Canadian teacher Maggie MacDonnell receives the Global Teacher Prize from Sheikh Mohammed bin Rashid al-Maktoum, Vice President and Prime Minister of the United Arab Emirates and ruler of Dubai, during a ceremony in Dubai in March 2017. MacDonnell, who works in a fly-in only village in the Arctic, was among 10 finalists chosen from 179 countries and won a $1 million prize.
Palestinian teacher Hanan al-Hroub won the $1 million Global Teacher Prize in 2016 for her innovative approach in using play to counter violent behavior. Hroub grew up in a Palestinian refugee camp in Bethlehem and now teaches at a high school in the West Bank.
Finalist Mike Wamaya is a former professional dancer. Now, through Annos Africa, a charity in Kenya that teaches art and dance classes to orphans and disadvantaged children, he provides arts education in the slums of Nairobi.
Finalist Raymond Chambers, a teacher at Brooke Weston Academy in the UK, developed new software for learning, using Microsoft Kinect. He has made ICT lessons more fun and engaging for his pupils.

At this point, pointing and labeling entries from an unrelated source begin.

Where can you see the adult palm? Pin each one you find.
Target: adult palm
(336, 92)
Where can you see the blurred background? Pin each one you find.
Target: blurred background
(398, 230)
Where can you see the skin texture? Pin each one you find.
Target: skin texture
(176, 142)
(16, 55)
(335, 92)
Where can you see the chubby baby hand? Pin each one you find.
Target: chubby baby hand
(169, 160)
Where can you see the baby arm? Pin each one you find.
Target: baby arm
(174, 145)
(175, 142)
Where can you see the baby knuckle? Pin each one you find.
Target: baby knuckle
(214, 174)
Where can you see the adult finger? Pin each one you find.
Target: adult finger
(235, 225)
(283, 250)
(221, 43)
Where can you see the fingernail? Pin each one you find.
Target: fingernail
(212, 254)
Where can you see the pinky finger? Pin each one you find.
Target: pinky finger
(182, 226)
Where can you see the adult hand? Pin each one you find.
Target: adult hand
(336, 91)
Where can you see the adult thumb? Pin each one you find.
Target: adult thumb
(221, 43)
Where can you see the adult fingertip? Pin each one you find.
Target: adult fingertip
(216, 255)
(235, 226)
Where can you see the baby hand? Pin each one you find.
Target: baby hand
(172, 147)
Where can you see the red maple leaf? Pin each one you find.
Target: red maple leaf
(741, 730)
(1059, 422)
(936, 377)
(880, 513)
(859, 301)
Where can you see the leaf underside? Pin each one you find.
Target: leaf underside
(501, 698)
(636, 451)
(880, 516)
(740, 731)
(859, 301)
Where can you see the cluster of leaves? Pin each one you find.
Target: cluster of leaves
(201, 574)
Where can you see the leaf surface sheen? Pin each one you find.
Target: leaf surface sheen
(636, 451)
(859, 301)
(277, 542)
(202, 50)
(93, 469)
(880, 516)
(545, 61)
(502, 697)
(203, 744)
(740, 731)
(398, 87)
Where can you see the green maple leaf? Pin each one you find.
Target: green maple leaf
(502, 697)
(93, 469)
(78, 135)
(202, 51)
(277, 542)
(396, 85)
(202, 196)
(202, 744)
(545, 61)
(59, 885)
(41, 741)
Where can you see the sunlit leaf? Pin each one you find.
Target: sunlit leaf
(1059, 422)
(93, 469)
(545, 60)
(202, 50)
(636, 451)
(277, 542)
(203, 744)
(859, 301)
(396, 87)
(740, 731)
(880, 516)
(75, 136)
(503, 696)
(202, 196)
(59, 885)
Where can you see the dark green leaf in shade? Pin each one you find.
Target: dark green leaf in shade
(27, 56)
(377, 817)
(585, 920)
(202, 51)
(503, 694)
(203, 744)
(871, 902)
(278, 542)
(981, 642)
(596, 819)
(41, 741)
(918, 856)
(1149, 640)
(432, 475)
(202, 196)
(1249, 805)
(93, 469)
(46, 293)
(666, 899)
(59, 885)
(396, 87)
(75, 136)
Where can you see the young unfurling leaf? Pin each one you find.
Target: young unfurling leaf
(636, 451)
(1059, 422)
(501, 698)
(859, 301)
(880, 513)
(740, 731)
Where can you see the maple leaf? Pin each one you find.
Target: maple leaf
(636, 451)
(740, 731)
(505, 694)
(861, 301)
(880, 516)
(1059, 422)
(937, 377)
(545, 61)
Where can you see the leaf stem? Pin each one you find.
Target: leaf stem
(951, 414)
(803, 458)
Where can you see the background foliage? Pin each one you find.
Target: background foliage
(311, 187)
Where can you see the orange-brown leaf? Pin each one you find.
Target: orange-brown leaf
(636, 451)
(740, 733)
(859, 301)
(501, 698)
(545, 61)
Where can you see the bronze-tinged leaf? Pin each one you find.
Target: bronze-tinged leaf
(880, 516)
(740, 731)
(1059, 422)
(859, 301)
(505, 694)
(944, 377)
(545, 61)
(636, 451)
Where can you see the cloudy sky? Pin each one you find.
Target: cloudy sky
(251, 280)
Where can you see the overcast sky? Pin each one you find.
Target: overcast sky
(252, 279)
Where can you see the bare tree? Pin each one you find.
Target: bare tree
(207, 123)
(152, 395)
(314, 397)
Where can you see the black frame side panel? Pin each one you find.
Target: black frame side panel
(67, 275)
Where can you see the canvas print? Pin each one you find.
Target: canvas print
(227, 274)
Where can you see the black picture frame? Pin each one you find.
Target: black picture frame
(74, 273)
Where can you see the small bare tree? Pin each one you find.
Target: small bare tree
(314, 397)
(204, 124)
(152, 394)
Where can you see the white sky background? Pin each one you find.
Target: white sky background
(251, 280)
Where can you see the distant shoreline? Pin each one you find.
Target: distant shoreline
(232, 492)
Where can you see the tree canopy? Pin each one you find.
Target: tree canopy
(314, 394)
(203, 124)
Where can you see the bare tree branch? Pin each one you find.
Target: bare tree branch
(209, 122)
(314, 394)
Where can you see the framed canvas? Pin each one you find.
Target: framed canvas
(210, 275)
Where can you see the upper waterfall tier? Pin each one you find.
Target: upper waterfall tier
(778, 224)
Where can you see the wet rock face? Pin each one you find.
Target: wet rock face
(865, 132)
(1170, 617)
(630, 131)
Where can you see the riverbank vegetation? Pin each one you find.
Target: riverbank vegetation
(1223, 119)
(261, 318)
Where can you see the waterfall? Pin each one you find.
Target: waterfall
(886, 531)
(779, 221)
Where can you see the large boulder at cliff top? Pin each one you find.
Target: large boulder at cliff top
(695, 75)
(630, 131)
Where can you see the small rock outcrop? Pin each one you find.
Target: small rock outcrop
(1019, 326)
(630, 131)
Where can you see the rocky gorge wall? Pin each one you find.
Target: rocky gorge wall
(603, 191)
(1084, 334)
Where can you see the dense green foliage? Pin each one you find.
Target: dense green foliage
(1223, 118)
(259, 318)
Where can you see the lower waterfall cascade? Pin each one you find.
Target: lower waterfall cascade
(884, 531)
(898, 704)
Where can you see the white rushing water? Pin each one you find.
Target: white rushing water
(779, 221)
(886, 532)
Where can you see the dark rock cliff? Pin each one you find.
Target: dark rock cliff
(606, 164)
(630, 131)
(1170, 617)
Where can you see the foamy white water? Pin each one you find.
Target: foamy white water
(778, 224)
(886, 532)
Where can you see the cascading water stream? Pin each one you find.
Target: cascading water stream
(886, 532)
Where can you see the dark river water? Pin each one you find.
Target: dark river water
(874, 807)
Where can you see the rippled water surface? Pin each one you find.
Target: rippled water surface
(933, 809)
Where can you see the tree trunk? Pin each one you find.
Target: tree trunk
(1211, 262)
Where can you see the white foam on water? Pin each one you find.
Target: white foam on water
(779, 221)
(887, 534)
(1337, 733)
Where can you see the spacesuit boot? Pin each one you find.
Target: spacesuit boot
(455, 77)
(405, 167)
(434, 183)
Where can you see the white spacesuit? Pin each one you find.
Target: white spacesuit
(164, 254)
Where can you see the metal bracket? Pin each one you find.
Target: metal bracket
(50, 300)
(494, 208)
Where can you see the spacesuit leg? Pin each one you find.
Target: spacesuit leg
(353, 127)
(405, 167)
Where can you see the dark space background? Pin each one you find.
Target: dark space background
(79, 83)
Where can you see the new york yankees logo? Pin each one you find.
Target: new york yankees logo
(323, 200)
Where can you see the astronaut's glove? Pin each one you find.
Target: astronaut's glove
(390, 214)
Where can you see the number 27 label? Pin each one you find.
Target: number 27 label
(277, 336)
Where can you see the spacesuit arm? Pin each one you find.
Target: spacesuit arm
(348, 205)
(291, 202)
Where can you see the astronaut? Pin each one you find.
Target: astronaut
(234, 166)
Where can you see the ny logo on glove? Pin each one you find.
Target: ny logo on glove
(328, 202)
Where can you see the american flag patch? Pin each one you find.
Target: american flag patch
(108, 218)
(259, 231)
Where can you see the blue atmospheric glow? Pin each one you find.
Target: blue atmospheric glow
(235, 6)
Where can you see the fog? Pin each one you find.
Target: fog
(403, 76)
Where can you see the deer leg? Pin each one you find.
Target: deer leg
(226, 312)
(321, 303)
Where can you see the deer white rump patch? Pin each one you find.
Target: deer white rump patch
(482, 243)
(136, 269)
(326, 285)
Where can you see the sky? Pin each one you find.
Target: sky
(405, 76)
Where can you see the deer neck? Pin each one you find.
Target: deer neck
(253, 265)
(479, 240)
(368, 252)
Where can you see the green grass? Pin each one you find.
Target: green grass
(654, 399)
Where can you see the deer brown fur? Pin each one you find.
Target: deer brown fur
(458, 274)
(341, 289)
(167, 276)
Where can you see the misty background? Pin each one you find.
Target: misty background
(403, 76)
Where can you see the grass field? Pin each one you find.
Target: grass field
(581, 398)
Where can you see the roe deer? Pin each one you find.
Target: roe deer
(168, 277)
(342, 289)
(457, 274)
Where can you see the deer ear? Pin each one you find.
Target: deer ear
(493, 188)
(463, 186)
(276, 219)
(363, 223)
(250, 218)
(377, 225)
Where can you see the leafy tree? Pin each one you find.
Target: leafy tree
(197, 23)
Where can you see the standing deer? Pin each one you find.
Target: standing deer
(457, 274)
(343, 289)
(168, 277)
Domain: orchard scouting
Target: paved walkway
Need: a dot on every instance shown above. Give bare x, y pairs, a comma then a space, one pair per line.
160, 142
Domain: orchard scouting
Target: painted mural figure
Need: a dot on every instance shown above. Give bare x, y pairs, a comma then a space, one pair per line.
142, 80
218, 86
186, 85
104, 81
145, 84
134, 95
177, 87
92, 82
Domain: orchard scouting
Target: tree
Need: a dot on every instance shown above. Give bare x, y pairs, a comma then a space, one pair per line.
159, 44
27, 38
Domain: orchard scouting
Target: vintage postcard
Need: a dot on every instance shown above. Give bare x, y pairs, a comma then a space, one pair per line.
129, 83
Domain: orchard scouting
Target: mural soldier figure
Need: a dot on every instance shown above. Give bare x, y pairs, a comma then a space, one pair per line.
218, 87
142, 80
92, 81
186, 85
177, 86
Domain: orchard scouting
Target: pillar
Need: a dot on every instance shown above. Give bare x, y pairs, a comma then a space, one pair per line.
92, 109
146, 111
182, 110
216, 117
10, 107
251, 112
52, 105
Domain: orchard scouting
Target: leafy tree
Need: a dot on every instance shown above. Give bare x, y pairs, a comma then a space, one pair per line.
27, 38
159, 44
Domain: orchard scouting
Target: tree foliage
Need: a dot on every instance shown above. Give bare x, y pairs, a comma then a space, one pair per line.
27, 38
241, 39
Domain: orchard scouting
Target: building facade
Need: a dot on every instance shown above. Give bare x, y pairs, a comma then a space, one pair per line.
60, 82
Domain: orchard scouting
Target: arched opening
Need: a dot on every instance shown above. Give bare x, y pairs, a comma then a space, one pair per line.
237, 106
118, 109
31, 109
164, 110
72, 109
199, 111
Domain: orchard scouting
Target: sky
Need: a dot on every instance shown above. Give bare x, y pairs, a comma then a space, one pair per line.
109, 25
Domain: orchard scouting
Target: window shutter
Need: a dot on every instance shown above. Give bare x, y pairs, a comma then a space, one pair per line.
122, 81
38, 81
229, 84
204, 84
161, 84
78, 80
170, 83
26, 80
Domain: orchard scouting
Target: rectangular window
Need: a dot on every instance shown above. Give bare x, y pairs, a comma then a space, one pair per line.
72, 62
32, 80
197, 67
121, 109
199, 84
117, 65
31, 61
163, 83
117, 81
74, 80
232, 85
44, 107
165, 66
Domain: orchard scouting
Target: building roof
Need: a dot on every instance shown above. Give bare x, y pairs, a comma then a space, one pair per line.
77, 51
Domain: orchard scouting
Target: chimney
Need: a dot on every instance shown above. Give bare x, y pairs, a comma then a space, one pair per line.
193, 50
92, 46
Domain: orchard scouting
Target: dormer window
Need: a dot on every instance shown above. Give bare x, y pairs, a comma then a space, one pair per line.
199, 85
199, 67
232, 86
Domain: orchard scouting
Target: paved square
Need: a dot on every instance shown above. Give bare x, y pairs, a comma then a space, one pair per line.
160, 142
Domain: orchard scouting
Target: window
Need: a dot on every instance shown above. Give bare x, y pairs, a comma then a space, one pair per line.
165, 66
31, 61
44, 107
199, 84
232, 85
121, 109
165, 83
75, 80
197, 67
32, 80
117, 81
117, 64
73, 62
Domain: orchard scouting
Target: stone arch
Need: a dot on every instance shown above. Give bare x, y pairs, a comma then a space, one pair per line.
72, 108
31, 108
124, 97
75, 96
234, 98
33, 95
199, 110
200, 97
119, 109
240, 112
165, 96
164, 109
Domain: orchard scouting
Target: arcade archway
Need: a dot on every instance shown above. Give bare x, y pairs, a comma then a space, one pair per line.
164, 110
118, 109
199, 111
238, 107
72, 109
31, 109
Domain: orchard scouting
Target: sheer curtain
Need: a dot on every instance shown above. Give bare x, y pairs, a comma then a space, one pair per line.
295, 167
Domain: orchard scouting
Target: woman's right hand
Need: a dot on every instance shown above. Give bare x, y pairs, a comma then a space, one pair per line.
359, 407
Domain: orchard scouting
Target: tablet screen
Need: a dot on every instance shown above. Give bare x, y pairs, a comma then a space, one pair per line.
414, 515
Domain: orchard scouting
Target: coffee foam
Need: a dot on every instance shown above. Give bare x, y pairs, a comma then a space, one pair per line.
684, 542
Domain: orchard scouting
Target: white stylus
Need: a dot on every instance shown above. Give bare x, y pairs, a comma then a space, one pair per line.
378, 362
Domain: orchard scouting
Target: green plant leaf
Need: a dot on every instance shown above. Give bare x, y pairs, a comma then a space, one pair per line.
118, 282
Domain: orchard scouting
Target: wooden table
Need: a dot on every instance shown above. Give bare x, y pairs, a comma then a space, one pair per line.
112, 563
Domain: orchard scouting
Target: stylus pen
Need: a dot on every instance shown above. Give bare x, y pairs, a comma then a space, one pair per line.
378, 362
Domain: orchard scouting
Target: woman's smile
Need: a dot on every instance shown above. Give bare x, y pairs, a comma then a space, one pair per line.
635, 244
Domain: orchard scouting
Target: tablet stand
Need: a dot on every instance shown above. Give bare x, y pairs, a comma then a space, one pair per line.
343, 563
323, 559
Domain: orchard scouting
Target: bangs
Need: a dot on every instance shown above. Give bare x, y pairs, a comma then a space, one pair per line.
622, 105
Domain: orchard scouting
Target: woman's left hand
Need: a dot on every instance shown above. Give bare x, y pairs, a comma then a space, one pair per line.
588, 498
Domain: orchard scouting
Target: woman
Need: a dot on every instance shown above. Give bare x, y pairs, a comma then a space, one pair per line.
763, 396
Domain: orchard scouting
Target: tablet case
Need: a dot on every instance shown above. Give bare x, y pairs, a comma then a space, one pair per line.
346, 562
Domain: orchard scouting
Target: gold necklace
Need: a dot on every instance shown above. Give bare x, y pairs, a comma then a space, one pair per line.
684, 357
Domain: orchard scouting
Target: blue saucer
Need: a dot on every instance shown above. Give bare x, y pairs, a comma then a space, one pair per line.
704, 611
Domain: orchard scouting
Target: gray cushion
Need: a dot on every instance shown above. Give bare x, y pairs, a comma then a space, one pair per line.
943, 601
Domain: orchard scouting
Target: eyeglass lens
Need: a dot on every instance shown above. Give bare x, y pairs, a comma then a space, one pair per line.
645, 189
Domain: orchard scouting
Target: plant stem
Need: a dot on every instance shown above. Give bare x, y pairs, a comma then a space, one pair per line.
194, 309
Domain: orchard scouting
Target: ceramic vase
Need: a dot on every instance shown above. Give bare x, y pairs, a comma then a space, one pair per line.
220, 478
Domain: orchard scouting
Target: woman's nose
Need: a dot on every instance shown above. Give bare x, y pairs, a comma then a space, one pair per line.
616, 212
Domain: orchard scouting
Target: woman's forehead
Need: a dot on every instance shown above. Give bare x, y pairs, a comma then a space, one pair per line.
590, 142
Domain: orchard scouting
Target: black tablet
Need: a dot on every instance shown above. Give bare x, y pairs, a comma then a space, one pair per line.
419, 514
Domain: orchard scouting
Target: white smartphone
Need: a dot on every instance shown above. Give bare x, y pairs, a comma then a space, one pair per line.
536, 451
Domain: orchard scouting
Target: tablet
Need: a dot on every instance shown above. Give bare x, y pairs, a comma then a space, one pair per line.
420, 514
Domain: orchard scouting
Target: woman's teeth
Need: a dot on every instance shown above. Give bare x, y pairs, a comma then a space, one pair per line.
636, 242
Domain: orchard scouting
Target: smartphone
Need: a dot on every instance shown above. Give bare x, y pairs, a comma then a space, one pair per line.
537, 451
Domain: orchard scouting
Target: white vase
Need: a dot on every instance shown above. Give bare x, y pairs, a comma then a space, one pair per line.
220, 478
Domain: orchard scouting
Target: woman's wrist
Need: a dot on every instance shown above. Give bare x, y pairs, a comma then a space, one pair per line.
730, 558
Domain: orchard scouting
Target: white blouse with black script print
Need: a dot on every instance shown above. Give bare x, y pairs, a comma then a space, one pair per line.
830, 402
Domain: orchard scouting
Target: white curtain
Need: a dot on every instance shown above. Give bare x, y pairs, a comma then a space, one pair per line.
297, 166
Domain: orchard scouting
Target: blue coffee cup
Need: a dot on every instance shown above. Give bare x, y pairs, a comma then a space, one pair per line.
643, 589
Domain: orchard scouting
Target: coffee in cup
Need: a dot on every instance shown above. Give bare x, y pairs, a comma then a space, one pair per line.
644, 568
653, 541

Chinese finalist Boya Yang is a psychologist and teacher, helping vulnerable students by offering psychological information and guidance to parents and adolescents. In the past three years Boya has set up a center in her school to get teenage girls professional advice and support, reaching and helping over 50,000 teenagers, teachers, and parents.
Finalist Wemerson da Silva Nogueira, a teacher in a crime-ridden area of Boa Esperança, Brazil, created a dynamic curriculum to science classes and has been attributed for rescuing 90% of his students from the world of drugs and crime.
Finalist Salima Begum from Pakistan has helped create awareness amongst parents regarding girls' education and its benefits, and she has pioneered mentoring in the community. She has also helped instruct over 7,000 teachers across her province, and 8,000 more throughout Pakistan through the education reform program.
German finalist Marie-Christine Ghanbari Jahromi aims to increase the self-esteem and empathy of her students, using action methods, such as her Sportpatenproject, encouraging children with a sports mentor and physical activities. The collaborative nature of her sports project has also helped refugee children in Germany integrate more readily into German society.
Finalist Ken Silburn was inspired to become a science teacher by the example of the fine teachers who taught him in his youth. Many of Ken's students have received scholarships to study science at university, and he has been awarded the Prime Minister's Prize for Secondary Science Teaching.
Jamaican finalist Tracy-Ann Hall found school difficult herself, due to undiagnosed dyslexia. She first trained as an automotive technician and worked in a garage. This experience in training other learner mechanics gave her a lifelong love of teaching, and after further schooling she ended up teaching a group of students who had previously been written off as "poor" and turned them into a great success.
David Calle, a Spanish finalist, was concerned about the lack of support for students outside the classroom, so 10 years ago he uploaded a maths video to YouTube. After this caught on, he began uploading maths, physics, and chemistry videos for families who couldn't afford a private tutor to bolster what is available in the traditional classroom. Now his Unicoos videos have been viewed by over 30 million students.